Who connected us?!  I used the recipe from the first Jamie Oliver Cookbook “The Naked Chef” that I bought many years ago. I am in favour of Jamie’s cooking style. Jamie keeps recipes fairly straight forward. His recipe style is perfect for home cooking. Or maybe it is just me being sentimental, I was just starting home-cooking when his first shows aired.

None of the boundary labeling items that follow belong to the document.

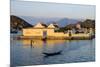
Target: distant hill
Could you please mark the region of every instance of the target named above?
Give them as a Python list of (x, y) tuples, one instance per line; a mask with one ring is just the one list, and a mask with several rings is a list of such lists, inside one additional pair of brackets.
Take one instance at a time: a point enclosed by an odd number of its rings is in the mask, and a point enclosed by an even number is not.
[(69, 24), (75, 24), (79, 22), (78, 20), (76, 19), (68, 19), (68, 18), (63, 18), (63, 19), (60, 19), (59, 21), (57, 21), (57, 24), (60, 26), (60, 27), (65, 27), (66, 25), (69, 25)]
[(14, 16), (14, 15), (10, 16), (11, 32), (21, 30), (22, 28), (27, 28), (27, 27), (32, 27), (32, 25), (18, 16)]

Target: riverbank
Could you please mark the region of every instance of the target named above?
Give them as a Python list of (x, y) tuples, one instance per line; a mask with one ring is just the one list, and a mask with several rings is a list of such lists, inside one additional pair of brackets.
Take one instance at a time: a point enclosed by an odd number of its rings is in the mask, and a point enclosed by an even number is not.
[(13, 36), (13, 39), (38, 39), (38, 40), (91, 40), (95, 38), (95, 35), (91, 36), (69, 36), (69, 37), (41, 37), (41, 36)]

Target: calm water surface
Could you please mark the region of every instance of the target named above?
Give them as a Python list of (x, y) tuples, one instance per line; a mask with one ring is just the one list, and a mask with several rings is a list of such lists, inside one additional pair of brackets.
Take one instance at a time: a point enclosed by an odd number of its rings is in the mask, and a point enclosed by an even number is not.
[[(45, 57), (45, 53), (61, 54)], [(13, 40), (11, 66), (95, 61), (95, 40)]]

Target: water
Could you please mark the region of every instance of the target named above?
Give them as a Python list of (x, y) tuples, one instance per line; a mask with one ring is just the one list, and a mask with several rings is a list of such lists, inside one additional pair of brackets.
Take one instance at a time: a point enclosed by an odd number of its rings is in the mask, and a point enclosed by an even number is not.
[[(31, 44), (32, 43), (32, 44)], [(43, 54), (62, 51), (45, 57)], [(95, 40), (13, 40), (11, 66), (95, 61)]]

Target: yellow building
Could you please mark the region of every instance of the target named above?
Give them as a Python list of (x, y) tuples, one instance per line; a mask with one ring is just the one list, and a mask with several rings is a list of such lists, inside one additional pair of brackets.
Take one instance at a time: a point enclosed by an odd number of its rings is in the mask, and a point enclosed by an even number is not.
[(23, 36), (24, 38), (26, 37), (31, 37), (31, 38), (48, 38), (48, 39), (68, 39), (71, 37), (89, 37), (90, 34), (86, 33), (78, 33), (75, 34), (73, 32), (55, 32), (55, 30), (58, 28), (56, 24), (50, 24), (46, 25), (43, 23), (37, 23), (35, 26), (31, 28), (24, 28), (23, 29)]
[(55, 24), (45, 25), (43, 23), (38, 23), (32, 28), (24, 28), (23, 36), (31, 36), (31, 37), (65, 37), (68, 34), (64, 34), (63, 32), (55, 32), (58, 26)]

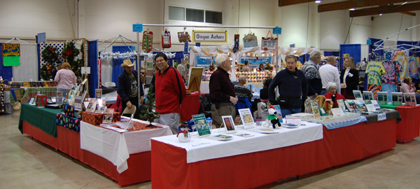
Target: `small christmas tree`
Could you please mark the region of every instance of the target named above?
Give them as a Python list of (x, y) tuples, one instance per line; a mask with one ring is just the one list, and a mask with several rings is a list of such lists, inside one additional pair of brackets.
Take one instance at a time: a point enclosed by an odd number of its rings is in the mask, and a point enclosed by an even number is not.
[(142, 110), (139, 115), (140, 119), (149, 122), (149, 125), (147, 127), (152, 126), (152, 122), (155, 119), (158, 119), (160, 117), (159, 116), (159, 112), (153, 112), (152, 111), (153, 108), (156, 107), (156, 106), (154, 105), (155, 101), (156, 100), (156, 99), (155, 99), (155, 93), (153, 93), (152, 91), (153, 91), (153, 84), (150, 84), (149, 90), (146, 95), (146, 97), (148, 100), (148, 104), (144, 106), (146, 106), (147, 108)]
[(209, 69), (210, 70), (210, 71), (214, 71), (215, 68), (214, 68), (214, 62), (213, 62), (213, 60), (211, 61), (211, 63), (210, 63)]

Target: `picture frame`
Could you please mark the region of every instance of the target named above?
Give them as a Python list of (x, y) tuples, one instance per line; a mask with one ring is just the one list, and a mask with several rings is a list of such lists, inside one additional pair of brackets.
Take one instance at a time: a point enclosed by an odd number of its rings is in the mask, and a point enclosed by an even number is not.
[(403, 93), (404, 99), (405, 100), (405, 105), (416, 106), (417, 106), (417, 102), (416, 101), (416, 93), (407, 92)]
[(232, 115), (223, 115), (222, 116), (222, 120), (223, 121), (223, 125), (225, 126), (225, 132), (226, 134), (236, 133), (237, 130), (234, 128), (234, 122)]

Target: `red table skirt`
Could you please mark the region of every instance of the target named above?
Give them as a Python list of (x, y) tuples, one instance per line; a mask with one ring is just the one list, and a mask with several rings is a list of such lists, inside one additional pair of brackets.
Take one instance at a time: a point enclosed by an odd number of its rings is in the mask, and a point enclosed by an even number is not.
[(183, 148), (152, 140), (152, 187), (256, 188), (391, 149), (396, 146), (396, 125), (391, 120), (332, 130), (324, 127), (321, 140), (193, 163), (186, 162)]
[(119, 186), (133, 184), (151, 178), (150, 151), (130, 154), (130, 158), (127, 160), (128, 169), (119, 174), (117, 172), (116, 166), (106, 159), (80, 149), (80, 135), (74, 131), (57, 126), (57, 138), (54, 138), (27, 122), (23, 121), (23, 133), (90, 165), (94, 169), (117, 181)]
[(410, 141), (419, 136), (420, 106), (400, 106), (396, 107), (396, 110), (402, 118), (397, 125), (397, 141)]
[(198, 114), (201, 102), (198, 101), (198, 97), (204, 96), (204, 93), (198, 94), (192, 92), (186, 96), (186, 99), (181, 104), (181, 120), (187, 121), (192, 119), (192, 115)]

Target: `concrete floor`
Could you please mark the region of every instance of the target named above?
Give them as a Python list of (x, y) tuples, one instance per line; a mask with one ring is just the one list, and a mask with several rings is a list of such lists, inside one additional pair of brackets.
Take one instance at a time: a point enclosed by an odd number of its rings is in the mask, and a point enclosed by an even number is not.
[[(0, 188), (120, 188), (100, 172), (21, 134), (19, 115), (0, 115)], [(124, 188), (151, 188), (151, 183)], [(420, 137), (361, 161), (258, 188), (420, 188)]]

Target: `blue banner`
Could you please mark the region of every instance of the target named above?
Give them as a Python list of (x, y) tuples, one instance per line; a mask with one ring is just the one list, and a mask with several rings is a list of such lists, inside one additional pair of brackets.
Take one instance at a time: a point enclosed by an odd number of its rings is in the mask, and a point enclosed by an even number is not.
[[(211, 61), (216, 64), (213, 57), (201, 56), (197, 57), (197, 67), (208, 67), (210, 66)], [(216, 65), (215, 65), (216, 66)]]
[(265, 63), (267, 63), (267, 61), (268, 61), (269, 63), (271, 63), (271, 57), (242, 57), (242, 59), (241, 59), (241, 63), (244, 64), (245, 63), (245, 60), (248, 60), (248, 62), (249, 62), (249, 65), (253, 65), (253, 66), (256, 66), (256, 65), (260, 65), (260, 64), (262, 64), (264, 65), (265, 65)]

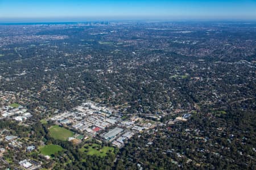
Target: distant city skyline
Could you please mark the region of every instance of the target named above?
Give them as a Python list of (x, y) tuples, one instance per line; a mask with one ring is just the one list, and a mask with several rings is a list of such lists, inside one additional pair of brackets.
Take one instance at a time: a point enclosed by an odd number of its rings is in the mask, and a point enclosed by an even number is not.
[(0, 22), (256, 20), (256, 1), (0, 0)]

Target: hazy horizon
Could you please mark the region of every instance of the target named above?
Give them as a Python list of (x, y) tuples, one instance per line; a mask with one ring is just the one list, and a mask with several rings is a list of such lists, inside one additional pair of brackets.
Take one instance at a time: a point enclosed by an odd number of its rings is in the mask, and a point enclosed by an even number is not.
[(255, 1), (0, 0), (0, 23), (255, 20)]

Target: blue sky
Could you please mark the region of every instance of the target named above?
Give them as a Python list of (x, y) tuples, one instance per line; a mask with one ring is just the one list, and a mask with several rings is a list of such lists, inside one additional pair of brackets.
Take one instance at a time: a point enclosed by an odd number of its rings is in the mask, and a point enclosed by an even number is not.
[(256, 20), (256, 0), (0, 0), (1, 20)]

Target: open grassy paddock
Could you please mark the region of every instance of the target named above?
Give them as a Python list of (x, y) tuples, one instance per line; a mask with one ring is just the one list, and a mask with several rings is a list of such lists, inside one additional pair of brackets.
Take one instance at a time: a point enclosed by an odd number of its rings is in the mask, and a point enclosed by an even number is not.
[(49, 144), (46, 145), (40, 148), (40, 151), (43, 155), (51, 156), (52, 154), (60, 151), (63, 148), (59, 145)]
[(73, 137), (73, 132), (64, 128), (57, 125), (52, 126), (49, 129), (51, 137), (55, 139), (67, 140), (69, 137)]
[(106, 156), (109, 152), (114, 153), (114, 148), (112, 147), (104, 146), (96, 143), (86, 144), (80, 149), (80, 152), (89, 155), (97, 155), (98, 156)]
[(10, 106), (11, 107), (14, 108), (16, 108), (18, 107), (19, 107), (19, 104), (18, 104), (18, 103), (13, 103), (13, 104), (10, 104), (9, 106)]

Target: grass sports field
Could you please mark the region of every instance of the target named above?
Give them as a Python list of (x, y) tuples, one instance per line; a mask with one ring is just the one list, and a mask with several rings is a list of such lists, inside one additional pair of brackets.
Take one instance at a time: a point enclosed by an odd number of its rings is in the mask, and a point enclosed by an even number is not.
[(41, 124), (47, 124), (47, 121), (45, 119), (42, 119), (40, 121), (41, 122)]
[(106, 156), (106, 153), (109, 151), (113, 153), (114, 148), (108, 146), (102, 147), (101, 145), (96, 143), (86, 144), (80, 148), (80, 151), (87, 155), (104, 157)]
[(60, 151), (63, 148), (59, 145), (49, 144), (46, 145), (40, 148), (40, 151), (43, 155), (51, 156), (52, 154)]
[(57, 125), (51, 126), (49, 130), (51, 137), (55, 139), (65, 141), (73, 136), (73, 132)]
[(16, 108), (18, 107), (19, 107), (19, 104), (18, 104), (18, 103), (13, 103), (13, 104), (10, 104), (10, 106), (11, 107), (13, 107), (13, 108)]

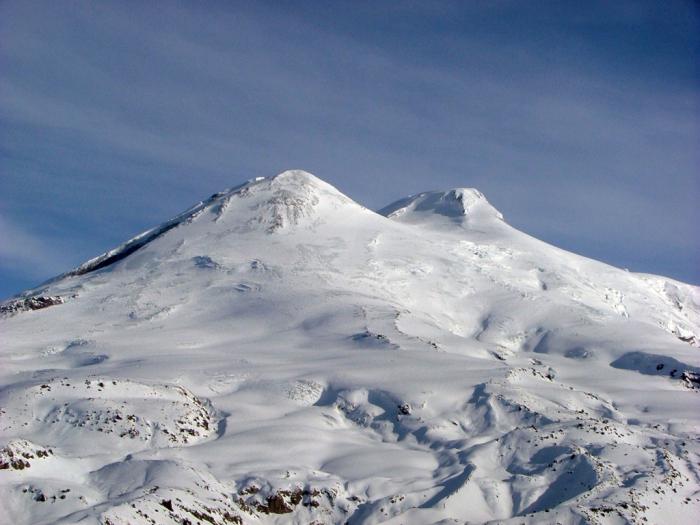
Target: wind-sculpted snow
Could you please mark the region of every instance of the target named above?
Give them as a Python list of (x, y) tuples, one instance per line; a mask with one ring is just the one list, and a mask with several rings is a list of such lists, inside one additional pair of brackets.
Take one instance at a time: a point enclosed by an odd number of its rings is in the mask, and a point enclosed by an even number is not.
[(2, 523), (700, 515), (698, 288), (476, 190), (256, 179), (2, 311)]

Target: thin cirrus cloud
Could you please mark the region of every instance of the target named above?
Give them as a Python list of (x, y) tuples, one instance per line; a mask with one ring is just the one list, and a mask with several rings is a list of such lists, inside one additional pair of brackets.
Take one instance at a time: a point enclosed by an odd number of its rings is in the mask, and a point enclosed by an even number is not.
[(3, 213), (68, 255), (0, 260), (0, 295), (290, 167), (372, 208), (474, 186), (535, 236), (698, 282), (697, 19), (683, 2), (4, 2)]

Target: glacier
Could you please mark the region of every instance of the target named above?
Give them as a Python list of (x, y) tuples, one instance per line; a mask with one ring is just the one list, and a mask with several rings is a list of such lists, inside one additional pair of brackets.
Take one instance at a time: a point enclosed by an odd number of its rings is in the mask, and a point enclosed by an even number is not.
[[(0, 306), (7, 524), (700, 517), (700, 288), (300, 170)], [(671, 518), (672, 517), (672, 518)]]

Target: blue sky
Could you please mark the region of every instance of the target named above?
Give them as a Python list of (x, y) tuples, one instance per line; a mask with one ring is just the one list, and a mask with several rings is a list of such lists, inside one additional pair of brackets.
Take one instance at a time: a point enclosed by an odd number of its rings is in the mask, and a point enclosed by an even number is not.
[(700, 283), (694, 2), (0, 3), (0, 297), (288, 168)]

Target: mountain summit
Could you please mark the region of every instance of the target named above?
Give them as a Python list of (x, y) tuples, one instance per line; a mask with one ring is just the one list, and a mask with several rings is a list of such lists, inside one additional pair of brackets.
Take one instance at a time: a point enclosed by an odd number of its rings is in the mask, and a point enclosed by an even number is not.
[[(700, 291), (286, 171), (0, 306), (0, 522), (694, 523)], [(673, 514), (671, 514), (673, 513)]]

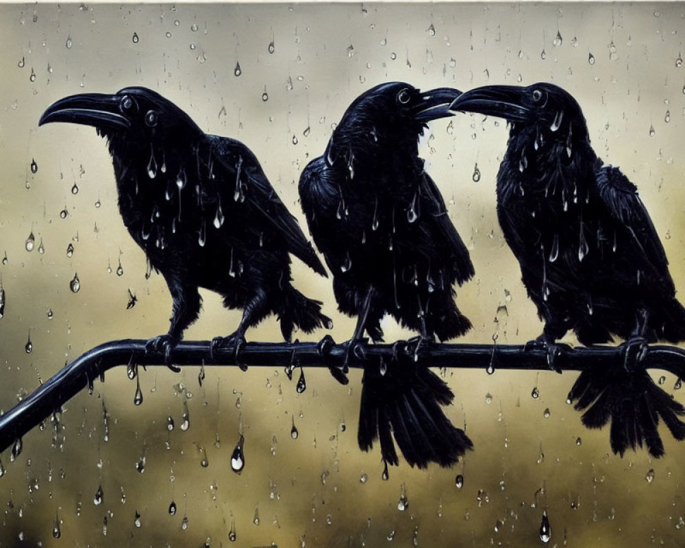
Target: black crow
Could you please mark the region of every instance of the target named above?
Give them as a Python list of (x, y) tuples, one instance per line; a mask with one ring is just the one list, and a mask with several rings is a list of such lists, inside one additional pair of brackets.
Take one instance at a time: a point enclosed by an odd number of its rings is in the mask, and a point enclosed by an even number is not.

Makes enough for 2 small focaccia breads, easily enough for 8 persons.

Ingredients:IMG_0532

  • 500g strong white bread flour , plus extra for dusting
  • 500g fine ground semolina flour
  • 30g fresh yeast or 21g dried yeast
  • 30g honey (or sugar)
  • 30g table salt
  • 600ml lukewarm water
  • Olive oil
  • Sea-salt coarse
  • 2 Sprigs of fresh Rosemary (or dried if you do not have fresh)
  • 1 cup Kalamata Olives, pitted

Method:

  1. Add the honey and yeast to the lukewarm water, stir and leave for a few minutes until the mixture develops some bubbles on top.
  2. For the next 2 steps I take the lazy way and use a mixer with a dough hook. Most chefs would advise you to make the dough by hand. It’s fun, but most times I like to save myself some time by using a strong mixer.
  3. Mixing; Put the flours in your mixing bowl and add the yeast & water mixture to the flour while the mixer is on. Once all is thoroughly mixed, add the 30g of table salt.
  4. Kneading; Knead the dough for about 5 minutes to activate the gluten in the dough. The dough should get smooth and soft and will have some elasticity.
  5. After this I usually knead the dough for a few more minutes by hand, folding and stretching the dough. Kneading the dough is an important step because it develops the gluten that ensures the bread get airy light and developed it shape.
  6. Lightly oil a large bowl with olive oil, the bowl should be large enough for the dough to double in size. Transfer the dough into the bowl, put a wet tea towel over the bowl and place in a warm spot where there is no draft. Leave the dough to prove until double in size, about 45 – 90 minutes depending on the room temperature. During the proving of the dough, the dough becomes light and airy and develops flavour.
  7. After the dough has doubled in size, put it on the bench and beat all air out of the dough. Use your fist or a ruling pin.
  8. Line up your baking tin with baking paper or sprinkle the tin with some semolina (normal flour won’t work well).
  9. Spread the dough into the baking tin, I divide the dough over 2 smaller tins to make 2 variations. The dough should be about 1,5 cm thick.
  10. Your topping: In this recipe I use two simple focaccia toppings Rosemary and Olives.
  11. Using your fingers push the toppings into the dough and make more of the characteristic dimples in the though to let the aroma of the topping get into the dough.
  12. Leave the dough covered in a warm spot to prove for the second time until the dough is about 3 cm thick. This takes about 45 minutes.
  13. Abundantly sprinkle olive oil and some coarse sea salt on top of the dough.
  14. Bake the Focaccia in about 15 minutes in a preheated oven at about 200C.
  15. Leave the Focaccia to cool a bit before you cut the bread.

 

Notes:

  • Semolina; When you don’t have semolina flour, just use a strong bread flour instead. You still get a beautiful Focaccia.
  • Say NO to all purpose flour; you could take a short cut and use all purpose flour, but you lose in taste and bread-structure.
  • Honey or Sugar; a bit of sugar or honey helps to activate the yeast. For the process both sugar or honey will do the job. I choose honey because it is a natural product.
  • Warm water; we use lukewarm water to activate the yeast. Yeast needs a bit of warmed to do its job.
  • Salt; 30 grams of salt looks like a lot, but you definitely need it otherwise the bread taste bland, even with the extra sea salt on top. We put in the salt after the yeast mixture is combined with the flour, otherwise the salt might kill the yeast and your bread will not rise.
  • Kneading, the fun part; kneading yeast based bread allows the gluten to develop which makes bread airy and light. Without well-developed gluten, your bread would be flat and tough.